Double-digit shootings since the year began, in a far South Side neighborhood, caused an anti-violence organization to up the ante and take over the streets when alleged criminals least expected it.

Officials from CeaseFire and about 50 people, including many youth, gathered at the intersection of 111th and State Street April 11 at 9 p.m. to take their anti-gun message to the area that has been plagued by gang violence, drug sales and shootinsg.

“There have been at least 60 shootings in the Roseland area since Jan. 1, seven have been confirmed as fatal. That’s why we’re targeting this area tonight,” said Tio Hardiman, director of gang mediation and community organizing for CeaseFire.

Daylight vigils and rallies are most popular but are also less threatening to those who are on the corners selling drugs, and engaging in gang and other criminal activity, he said. The organization decided to take a different approach and hold the rally in the community’s prime crime hours, between 9 p.m. and midnight.

Wearing raincoats, holding umbrellas in one hand and CeaseFire signs in the other, protesters marched from 111th and State Street to 109th Street and Wentworth Avenue. “There is a lot of negative activity near that area, so we’re going to the belly of the beast,” Hardiman said.

Joining Hardiman and other rallygoers was a senior at Phillips high school in Bronzeville. Ieisha Barry spent the early part of her day off from school, on the day of the rally, with Hardiman speaking about anti-violence and the 23 Chicago Public Schools students who were slain this school year. She said she was looking forward to marching with CeaseFire in the rally later that day.

“It’s a lot of innocent people getting hurt and killed over nonsense they aren’t even involved in.
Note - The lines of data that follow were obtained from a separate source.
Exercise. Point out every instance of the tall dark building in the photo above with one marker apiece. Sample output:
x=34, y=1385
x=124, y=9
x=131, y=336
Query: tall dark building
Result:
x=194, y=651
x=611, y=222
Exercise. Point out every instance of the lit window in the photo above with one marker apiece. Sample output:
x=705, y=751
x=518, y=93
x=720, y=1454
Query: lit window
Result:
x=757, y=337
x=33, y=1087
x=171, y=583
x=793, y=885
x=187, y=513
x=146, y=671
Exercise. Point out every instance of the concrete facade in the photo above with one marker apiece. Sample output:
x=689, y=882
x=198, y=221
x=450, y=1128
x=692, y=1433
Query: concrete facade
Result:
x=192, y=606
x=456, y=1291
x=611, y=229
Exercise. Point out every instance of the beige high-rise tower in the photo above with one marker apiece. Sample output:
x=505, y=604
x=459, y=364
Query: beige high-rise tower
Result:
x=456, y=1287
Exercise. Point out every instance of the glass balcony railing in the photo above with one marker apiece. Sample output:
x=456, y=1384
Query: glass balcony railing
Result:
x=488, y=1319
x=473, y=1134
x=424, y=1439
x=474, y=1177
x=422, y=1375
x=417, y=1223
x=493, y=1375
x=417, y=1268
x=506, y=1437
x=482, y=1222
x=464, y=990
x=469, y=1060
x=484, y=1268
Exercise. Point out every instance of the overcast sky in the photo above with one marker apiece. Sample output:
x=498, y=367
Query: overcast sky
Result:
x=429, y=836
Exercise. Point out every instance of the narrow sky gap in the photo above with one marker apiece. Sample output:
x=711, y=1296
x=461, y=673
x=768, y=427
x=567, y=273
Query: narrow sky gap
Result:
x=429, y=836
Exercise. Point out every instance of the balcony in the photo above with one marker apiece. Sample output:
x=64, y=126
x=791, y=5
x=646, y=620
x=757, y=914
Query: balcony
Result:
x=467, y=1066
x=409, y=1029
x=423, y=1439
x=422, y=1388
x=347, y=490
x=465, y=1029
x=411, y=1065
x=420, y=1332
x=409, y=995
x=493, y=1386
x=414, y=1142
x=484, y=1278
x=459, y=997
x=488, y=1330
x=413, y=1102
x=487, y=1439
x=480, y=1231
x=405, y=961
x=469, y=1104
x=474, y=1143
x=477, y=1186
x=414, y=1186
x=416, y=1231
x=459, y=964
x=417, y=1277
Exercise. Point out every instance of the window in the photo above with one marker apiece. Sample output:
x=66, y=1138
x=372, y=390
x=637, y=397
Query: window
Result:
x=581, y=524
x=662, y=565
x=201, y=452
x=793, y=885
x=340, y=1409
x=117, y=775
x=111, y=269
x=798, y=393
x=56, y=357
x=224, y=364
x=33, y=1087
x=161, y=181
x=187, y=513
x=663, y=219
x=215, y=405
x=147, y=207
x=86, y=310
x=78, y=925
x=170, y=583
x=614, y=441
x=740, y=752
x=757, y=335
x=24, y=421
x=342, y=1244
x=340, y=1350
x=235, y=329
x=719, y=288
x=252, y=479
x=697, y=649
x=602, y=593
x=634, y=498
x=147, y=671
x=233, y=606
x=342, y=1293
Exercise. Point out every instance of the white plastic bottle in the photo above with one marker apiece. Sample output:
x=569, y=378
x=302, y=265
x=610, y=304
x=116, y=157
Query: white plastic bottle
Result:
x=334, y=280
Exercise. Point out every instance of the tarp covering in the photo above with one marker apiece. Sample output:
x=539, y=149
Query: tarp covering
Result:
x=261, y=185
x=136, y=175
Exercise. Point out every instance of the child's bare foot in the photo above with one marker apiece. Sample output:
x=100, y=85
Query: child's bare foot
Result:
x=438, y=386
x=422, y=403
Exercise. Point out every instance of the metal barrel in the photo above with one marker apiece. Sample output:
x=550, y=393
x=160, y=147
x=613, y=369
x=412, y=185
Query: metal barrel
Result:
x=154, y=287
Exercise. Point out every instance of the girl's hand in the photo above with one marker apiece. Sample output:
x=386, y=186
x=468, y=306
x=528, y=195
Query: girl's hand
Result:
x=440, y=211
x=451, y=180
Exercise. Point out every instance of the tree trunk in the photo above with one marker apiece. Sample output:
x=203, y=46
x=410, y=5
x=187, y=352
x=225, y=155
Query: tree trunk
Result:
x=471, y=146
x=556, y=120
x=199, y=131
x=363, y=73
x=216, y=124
It makes no sense. I wanted to come out here because there are too many students dying,” the 19-year-old said. But what she wasn’t looking forward to was one of her classmates being a part of the day’s news.

A 15-year-old student from Phillips was shot in the chest area that afternoon in the Ida B. Wells public housing complex in Bronzeville. Witnesses said the boy was not the intended target. Police have not determined whether the shooting stemmed from a drug or gang dispute in the complex. There is no one in custody.

“He didn’t bother anyone, and he was a good student. I’m just hoping that he gets well,” Barry said.